Prosanto, a 10th-grader in Bangladesh, once faced a stunted future—a hand-to-mouth existence working on a farm. Now he wants to become a teacher.

In Sultanpur, a remote village in northern Bangladesh, many people  live off the land or work odd jobs to make ends meet.

Until recently, Prosanto’s poverty burdened him with a sense of inferiority—toward villagers, and even toward his peers at school. An invisible wall separated him from the life he wanted; from friends and dreams of a better life. 

Hunger was an issue, too.

“Very often I went to school without having any food. I was hungry and could not concentrate in the classes,” Prosanto says. 

His parents struggled to pay for school, so Prosanto sometimes skipped school to earn a paycheck in the field. But he refused to drop out. 

Things began to change when Prosanto started going to student gatherings that local World Vision staff members organized. The more he went, the more he saw an opportunity to pursue his dream. Because of his eagerness to engage, Prosanto got the chance to participate in World Vision’s life-skill-training course. 

Through discussion groups, role-playing, and games, he learned to communicate more effectively, think more critically, and express ideas creatively. He and his classmates exercised these new skills while learning about issues pertinent to teenagers, such as the risks of early marriage, HIV and AIDS, drug addiction, and child trafficking. 

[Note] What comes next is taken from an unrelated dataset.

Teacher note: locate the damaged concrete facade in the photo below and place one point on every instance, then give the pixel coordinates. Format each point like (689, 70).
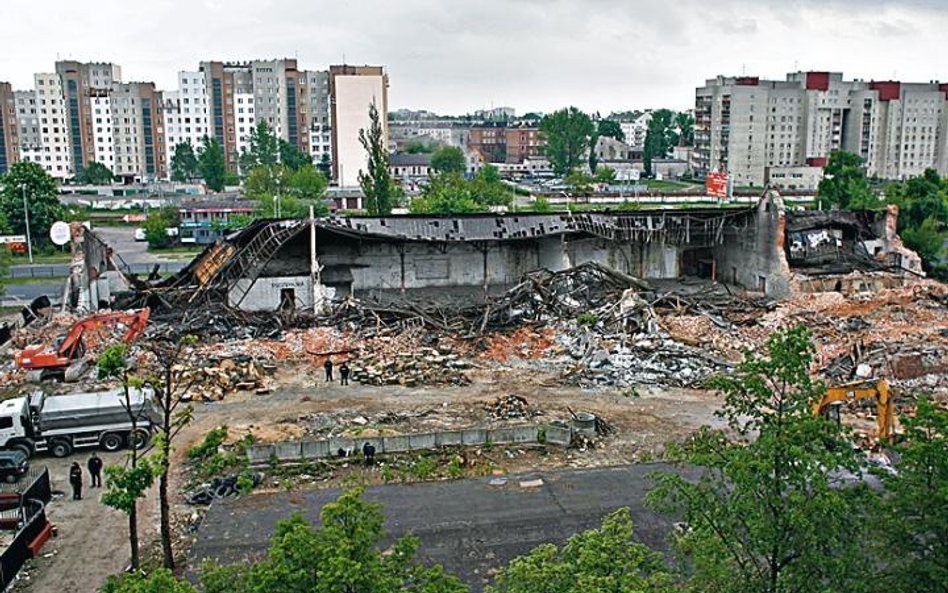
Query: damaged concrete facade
(301, 264)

"Kids like Prosanto come alive when they join life-skills courses," says Laura Bramon, a World Vision child protection and education expert. "They meet adults who recognize, applaud, and steward their gifts. They learn that their lives have worth, and that if they suffer violence, there are caring people to whom they can turn."

Prosanto was surprised to find changes in his own life within one month. “I found myself speaking openly with all without any hesitation and with confidence,” he says.

Now, Prosanto helps train his peers in the same life-skills program.  

“Life-skills-based education has changed my life,” Prosanto says. 

The United Nations says nearly half —621 million—of the world’s youth ages 15 to 24 years are not educated, employed, or in training. Youth today are three times more likely to be unemployed than adults.